In many cases, rank-and-file Republican voters, conservative activists and pro-Trump hard-liners have refused to back Oz just because Trump does.
Some allies had tried to convince the former president that backing Mastriano would hurt Oz because Mastriano has closely aligned and campaigned with one of Oz’s rivals, Kathy Barnette.
But as Trump worries about Oz’s chances, endorsing Mastriano is seen as a means to protect his ego, providing a likely win if Oz ends up losing.
On Saturday, Barnette spoke at Mastriano’s campaign event.

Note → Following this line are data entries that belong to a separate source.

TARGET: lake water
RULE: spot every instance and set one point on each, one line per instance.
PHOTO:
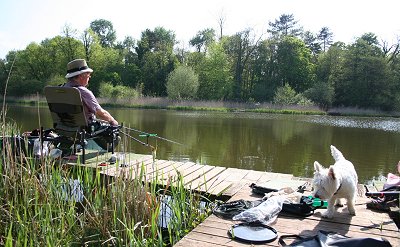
(257, 141)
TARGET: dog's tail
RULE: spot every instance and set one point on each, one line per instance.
(336, 154)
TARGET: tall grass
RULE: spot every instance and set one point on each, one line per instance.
(41, 205)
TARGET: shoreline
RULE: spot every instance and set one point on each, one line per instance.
(218, 106)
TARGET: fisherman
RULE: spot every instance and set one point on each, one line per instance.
(78, 75)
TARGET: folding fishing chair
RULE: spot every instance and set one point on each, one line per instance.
(69, 120)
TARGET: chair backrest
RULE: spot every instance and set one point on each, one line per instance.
(66, 109)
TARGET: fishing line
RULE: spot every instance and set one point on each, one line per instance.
(139, 141)
(152, 135)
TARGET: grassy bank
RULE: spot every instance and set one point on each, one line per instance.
(220, 106)
(44, 203)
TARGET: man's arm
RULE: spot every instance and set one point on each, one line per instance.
(106, 116)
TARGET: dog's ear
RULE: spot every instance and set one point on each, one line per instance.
(317, 166)
(331, 173)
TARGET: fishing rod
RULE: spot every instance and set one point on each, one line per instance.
(145, 134)
(137, 140)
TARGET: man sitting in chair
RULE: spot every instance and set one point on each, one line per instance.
(78, 75)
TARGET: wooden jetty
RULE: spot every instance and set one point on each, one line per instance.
(233, 184)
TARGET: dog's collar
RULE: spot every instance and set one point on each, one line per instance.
(340, 186)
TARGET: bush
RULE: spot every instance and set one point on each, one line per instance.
(182, 83)
(287, 96)
(107, 90)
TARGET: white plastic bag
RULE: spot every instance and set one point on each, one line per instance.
(37, 151)
(266, 212)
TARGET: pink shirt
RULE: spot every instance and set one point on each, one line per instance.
(90, 103)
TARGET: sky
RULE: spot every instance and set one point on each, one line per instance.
(26, 21)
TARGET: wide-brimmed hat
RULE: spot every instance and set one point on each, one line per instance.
(77, 67)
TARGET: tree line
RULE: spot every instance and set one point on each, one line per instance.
(290, 66)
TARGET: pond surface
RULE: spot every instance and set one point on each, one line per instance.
(257, 141)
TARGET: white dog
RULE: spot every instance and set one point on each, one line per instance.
(338, 181)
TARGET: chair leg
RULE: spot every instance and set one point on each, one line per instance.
(83, 133)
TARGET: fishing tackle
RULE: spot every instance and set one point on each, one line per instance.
(147, 135)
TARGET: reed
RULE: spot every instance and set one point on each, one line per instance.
(44, 203)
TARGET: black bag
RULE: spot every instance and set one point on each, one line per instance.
(230, 209)
(305, 208)
(330, 239)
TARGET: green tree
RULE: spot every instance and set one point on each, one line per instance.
(240, 49)
(265, 71)
(294, 64)
(366, 80)
(182, 83)
(105, 30)
(156, 59)
(215, 76)
(203, 39)
(285, 25)
(329, 69)
(286, 95)
(312, 43)
(326, 37)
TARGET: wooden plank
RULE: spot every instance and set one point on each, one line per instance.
(197, 174)
(234, 174)
(217, 227)
(217, 184)
(204, 179)
(167, 173)
(253, 176)
(220, 189)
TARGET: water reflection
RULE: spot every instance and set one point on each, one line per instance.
(263, 142)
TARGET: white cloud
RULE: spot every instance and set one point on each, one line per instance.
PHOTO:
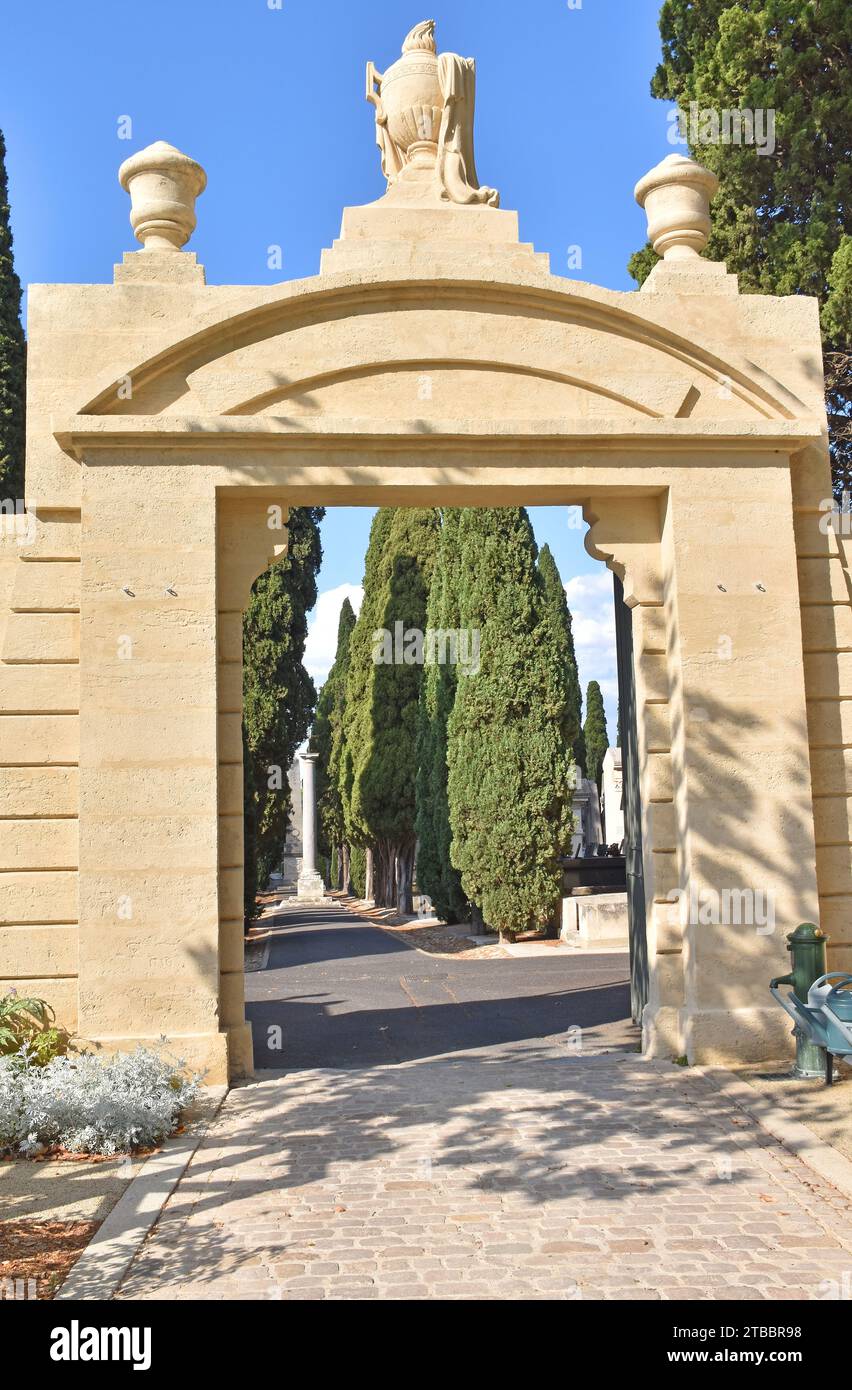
(594, 622)
(323, 628)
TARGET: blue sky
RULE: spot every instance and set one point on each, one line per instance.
(268, 96)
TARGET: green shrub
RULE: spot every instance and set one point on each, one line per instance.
(29, 1022)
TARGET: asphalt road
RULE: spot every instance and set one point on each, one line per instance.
(341, 993)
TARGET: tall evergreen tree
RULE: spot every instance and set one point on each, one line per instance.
(13, 356)
(783, 221)
(509, 762)
(559, 620)
(385, 677)
(327, 740)
(435, 873)
(278, 694)
(595, 734)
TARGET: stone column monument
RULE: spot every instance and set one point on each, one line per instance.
(310, 883)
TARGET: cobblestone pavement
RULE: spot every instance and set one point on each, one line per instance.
(517, 1171)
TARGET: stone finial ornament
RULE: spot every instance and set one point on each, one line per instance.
(163, 185)
(424, 123)
(676, 196)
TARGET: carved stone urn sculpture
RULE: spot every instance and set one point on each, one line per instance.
(676, 196)
(163, 185)
(424, 123)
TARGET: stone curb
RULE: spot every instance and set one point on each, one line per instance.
(106, 1260)
(792, 1133)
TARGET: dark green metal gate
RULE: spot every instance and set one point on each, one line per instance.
(633, 805)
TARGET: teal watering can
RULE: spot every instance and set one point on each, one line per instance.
(827, 1016)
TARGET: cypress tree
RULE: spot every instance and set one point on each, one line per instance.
(559, 619)
(596, 737)
(509, 765)
(325, 741)
(385, 677)
(435, 873)
(13, 356)
(278, 694)
(783, 220)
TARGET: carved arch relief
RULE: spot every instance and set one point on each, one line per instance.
(445, 350)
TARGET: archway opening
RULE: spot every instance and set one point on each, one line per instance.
(327, 991)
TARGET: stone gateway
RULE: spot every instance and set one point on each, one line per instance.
(171, 424)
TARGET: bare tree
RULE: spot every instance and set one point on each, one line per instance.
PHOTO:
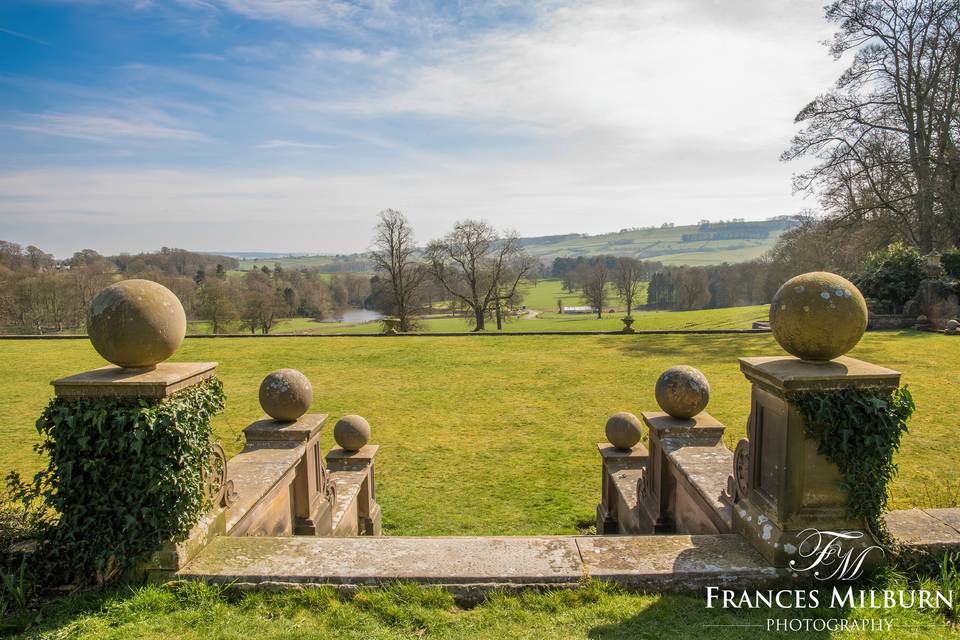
(394, 258)
(628, 278)
(479, 267)
(593, 277)
(216, 303)
(262, 302)
(887, 134)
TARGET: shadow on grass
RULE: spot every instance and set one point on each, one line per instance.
(716, 346)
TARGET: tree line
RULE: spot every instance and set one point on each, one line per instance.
(39, 294)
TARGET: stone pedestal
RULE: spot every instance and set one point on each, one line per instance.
(781, 484)
(620, 472)
(154, 384)
(116, 382)
(657, 489)
(312, 492)
(342, 462)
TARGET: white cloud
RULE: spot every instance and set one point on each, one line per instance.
(354, 55)
(101, 127)
(611, 114)
(642, 73)
(292, 144)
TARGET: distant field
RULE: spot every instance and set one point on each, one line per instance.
(665, 245)
(497, 435)
(541, 300)
(298, 262)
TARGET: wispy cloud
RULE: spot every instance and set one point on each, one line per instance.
(24, 36)
(355, 56)
(292, 144)
(100, 127)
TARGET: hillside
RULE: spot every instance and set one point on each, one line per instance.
(703, 244)
(706, 243)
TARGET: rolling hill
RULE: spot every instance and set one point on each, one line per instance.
(702, 244)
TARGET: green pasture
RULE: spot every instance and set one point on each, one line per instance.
(595, 612)
(296, 262)
(487, 435)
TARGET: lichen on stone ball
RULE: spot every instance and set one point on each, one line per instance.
(136, 323)
(682, 391)
(818, 316)
(352, 432)
(286, 394)
(623, 430)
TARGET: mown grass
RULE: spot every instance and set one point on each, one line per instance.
(595, 611)
(487, 435)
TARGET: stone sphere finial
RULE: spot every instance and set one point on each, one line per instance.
(818, 316)
(682, 391)
(136, 324)
(286, 394)
(623, 430)
(352, 432)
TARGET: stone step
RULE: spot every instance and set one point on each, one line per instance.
(662, 563)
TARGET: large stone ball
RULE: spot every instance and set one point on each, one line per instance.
(352, 432)
(286, 394)
(623, 430)
(136, 323)
(818, 316)
(682, 391)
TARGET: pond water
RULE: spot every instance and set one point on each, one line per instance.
(355, 316)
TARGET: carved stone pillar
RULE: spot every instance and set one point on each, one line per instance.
(313, 493)
(781, 484)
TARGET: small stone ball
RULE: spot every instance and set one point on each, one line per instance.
(286, 394)
(136, 324)
(682, 391)
(352, 432)
(623, 430)
(818, 316)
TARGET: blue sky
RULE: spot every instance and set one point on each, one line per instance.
(285, 125)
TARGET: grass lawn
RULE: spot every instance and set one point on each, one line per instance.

She and Mastriano have endorsed each other and campaigned together numerous times.
“It would almost appear that the former president is starting to believe that Barnette is going to win,” said Vince Galko, a Pennsylvania-based Republican campaign strategist.
Mastriano, elected to the state Senate three years ago, first gained a following by leading anti-shutdown rallies during the early months of the pandemic, then became one of Trump’s most dedicated supporters during the 2020 campaign.
In online “fireside chats” with supporters after the election, he boasted of speaking with Trump at least 15 times as he worked with Trump to try to overturn the election result. He later organized bus trips to the U.S. Capitol for Trump’s Jan. 6 “Stop the Steal” rally, where he was seen in footage with his wife passing through breached barricades set up by Capitol Police.
Last May, he claimed on a radio show that Trump had “ asked me ” to run for governor.
In the weeks after that, he attempted to launch an Arizona-style partisan “audit” of the 2020 election — only to be stripped of his committee chairmanship by state Senate GOP leadership in a dispute over financing it and hiring contractors.
Associated Press writer Jill Colvin in New York contributed to this report.